Вершина холма срезана плоско. В ней вырыто многосаженное углубление. Вымощена камнем круглая солнцеподобная площадка, в центре устроено возвышение из камня, а вокруг тянулась каменная скамья. На алтаре разводили жертвенный костёр и на нём приносили жертвы.
С возжигания костра начинался новый год, приходившийся на 1 сентября.
Для костра добывали живой огонь. Приготовлены были сухие брёвна и построено специальное сооружение. В сухое бревно, положенное наземь, входило другое бревно, стоящее вертикально, сверху прижатое ещё одним бревном. Получалась не то квадратная рама, не то пряжка со шпеньком посредине. Это вертикальное бревно обмотано толстой верёвкой. Концы верёвки взяли в руки несколько десятков мужчин. И по команде под мерное пение стали тянуть то в одну, то в другую сторону. Бревно заскрипело и стало вращаться.

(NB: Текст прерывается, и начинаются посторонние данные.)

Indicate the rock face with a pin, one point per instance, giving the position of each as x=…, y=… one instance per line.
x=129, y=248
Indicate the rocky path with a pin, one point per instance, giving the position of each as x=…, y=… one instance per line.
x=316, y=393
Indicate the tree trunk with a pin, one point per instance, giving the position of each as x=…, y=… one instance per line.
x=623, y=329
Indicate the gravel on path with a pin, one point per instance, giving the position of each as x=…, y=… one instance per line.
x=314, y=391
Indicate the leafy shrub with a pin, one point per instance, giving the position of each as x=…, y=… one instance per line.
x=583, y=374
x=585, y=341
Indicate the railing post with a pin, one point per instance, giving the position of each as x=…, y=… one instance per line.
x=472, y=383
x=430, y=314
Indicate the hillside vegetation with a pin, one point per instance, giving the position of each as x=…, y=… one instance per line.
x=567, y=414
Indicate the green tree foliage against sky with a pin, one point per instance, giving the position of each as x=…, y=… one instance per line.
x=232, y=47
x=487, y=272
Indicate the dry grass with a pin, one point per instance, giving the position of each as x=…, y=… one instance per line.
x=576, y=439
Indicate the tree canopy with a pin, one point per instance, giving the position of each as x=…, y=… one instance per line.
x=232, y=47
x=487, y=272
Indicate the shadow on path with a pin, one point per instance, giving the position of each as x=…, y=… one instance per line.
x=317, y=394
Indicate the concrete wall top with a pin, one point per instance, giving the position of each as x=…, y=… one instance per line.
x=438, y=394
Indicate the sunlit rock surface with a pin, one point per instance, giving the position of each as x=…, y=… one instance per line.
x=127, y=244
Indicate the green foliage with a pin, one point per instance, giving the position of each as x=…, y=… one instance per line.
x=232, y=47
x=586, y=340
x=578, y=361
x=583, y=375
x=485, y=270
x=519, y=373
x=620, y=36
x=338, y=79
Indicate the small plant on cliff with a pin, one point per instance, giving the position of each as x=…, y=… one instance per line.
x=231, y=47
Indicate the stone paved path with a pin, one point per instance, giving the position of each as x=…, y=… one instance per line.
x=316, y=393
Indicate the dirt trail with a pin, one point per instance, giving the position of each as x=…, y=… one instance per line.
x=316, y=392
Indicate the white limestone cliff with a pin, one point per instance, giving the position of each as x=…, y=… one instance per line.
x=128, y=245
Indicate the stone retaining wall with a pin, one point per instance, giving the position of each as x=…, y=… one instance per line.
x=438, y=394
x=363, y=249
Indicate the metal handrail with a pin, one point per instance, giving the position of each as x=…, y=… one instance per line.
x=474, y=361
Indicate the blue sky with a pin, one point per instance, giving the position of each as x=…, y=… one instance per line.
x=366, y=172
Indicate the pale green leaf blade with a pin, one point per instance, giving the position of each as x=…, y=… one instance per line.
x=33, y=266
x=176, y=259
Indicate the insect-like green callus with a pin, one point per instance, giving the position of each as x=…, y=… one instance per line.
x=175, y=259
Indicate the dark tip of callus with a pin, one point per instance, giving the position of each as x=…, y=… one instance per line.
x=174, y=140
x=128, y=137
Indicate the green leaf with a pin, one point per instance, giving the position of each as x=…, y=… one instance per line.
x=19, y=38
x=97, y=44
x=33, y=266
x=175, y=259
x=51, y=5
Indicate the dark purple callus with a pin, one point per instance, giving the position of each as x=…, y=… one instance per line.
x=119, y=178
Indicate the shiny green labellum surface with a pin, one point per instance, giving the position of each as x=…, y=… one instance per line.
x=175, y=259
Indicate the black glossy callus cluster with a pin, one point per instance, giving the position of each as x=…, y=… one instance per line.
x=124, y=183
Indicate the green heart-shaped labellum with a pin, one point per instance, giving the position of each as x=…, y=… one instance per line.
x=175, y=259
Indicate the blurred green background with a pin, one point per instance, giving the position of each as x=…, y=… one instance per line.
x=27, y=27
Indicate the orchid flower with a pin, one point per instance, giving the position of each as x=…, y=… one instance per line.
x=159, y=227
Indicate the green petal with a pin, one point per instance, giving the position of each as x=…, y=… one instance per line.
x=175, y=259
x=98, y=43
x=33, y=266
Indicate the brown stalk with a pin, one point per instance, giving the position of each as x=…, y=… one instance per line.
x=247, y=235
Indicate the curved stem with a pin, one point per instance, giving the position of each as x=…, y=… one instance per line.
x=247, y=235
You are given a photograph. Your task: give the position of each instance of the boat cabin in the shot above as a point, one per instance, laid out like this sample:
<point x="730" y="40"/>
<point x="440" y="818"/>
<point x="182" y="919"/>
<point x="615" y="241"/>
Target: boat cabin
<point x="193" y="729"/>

Быстрее, быстрее двигались мужчины, быстрее, быстрее вращалось бревно. Волхвы, в особых одеждах с начертанными знаками-оберегами, расчесав седые бороды, внимательно следили, где появится дым — под верхней перекладиной или под нижней. День был сырой, и дерево долго не начинало тлеть.
— Боги гневаются на нас! — говорили волхвы, оглядываясь с опаской на стоящих вокруг капища страшных резных истуканов.
Огромная толпа, окружавшая холм, раскачивалась вместе с добытчиками огня, подпевая и вскрикивая в такт движению.
— Боги гневаются на нас! Зима будет холодной, а следующее лето — дождливым! Жито озимое вымерзнет, а летнее — вымокнет!
— Помилуй нас, пресветлый Ярило! Перун, защити нас грозной секирой своею! — кричали то одни, то другие. Но пуще всех вопили третьи:
— Добрый Велес, помоги нам!
Наконец из-под вращающегося бревна стал виться дымок. Волхвы кинулись к нему, подкладывая сухой мох и трут, раздувая слабое пламя.
— Плохая примета! — говорили волхвы. — Хороший знак, когда пламя рождается вверху или сразу вверху и внизу. Если только внизу — боги могут простить нас. Они добры — но мы виновны!
Вот уже появился, побежал по труту добытый живой огонь, и заполыхал факел. Под крики толпы седобородый волхв в белой, как его борода, одежде понёс огонь — возжигать жертвенный костёр перед лицами всех богов славянских.
Толпа, чуть успокоенная тем, что огонь явился, запела заговор. Жрец поднёс огонь к кострищу, и загорелись первые ветви, задымились...
И вдруг в этот момент сооружение из брёвен для получения огня заскрипело и стало разваливаться. Сидевший на верхней перекладине молодой волхв не успел спрыгнуть и рухнул вниз. Брёвна покатились вниз по холму, давя людей.
— Горе! Горе! — закричали исступлённо десятки голосов. — Боги гневаются на нас!
Бревно подскочило и торцом ударило варяга-дружинника, стоявшего в оцеплении.
— Варяги виновны! — крикнули в толпе славян.
Как искра воспламеняет факел, а факел — костёр, пыхнула в толпе ярость. И вот уже рвутся криком рты:
— Жертву! Жертву!
И кто-то из волхвов, бывших на пиру у Владимира, крикнул:
— Боги требуют принести в жертву сына оскорбителя наших святынь, сына десятника Фёдора-варяга!
Прямо с холма сотни людей хлынули в город, сметая на пути жидкие цепи дружинников.
Волхвы бежали впереди горожан, вздымая над головой факелы чистого, живого огня. Толпа ворвалась в квартал, где жили варяги. Дома и землянки были пусты — почти все варяги, кроме христиан, на капище. Безумной волной, словно стадо взбесившееся, залила толпа узкие улицы, обступила избу Фёдора. На крыльцо выскочили Фёдор и сын его Иван. Полуодетые, без шлемов и панцирей, с обнажёнными мечами в руках.
— Что вам нужно? — крикнул Фёдор, становясь так, чтобы стрела или камень не попали в совсем ещё юного Ивана.
— Боги требуют жертвы! Подай сына своего! — вопил, брызгая пеной в истерическом припадке, волхв.
— Не боги они, а истуканы деревянные! Сатана, враг человеческий, помутил разум ваш, что требуете вы жертвы людской!
— Отдай сына! — вопила толпа. — Или мы тебя убьём!
— Звери вы! — закричал Фёдор. — Звери вы бессмысленные в облике человеческом! Ославьте кровавые замыслы свои!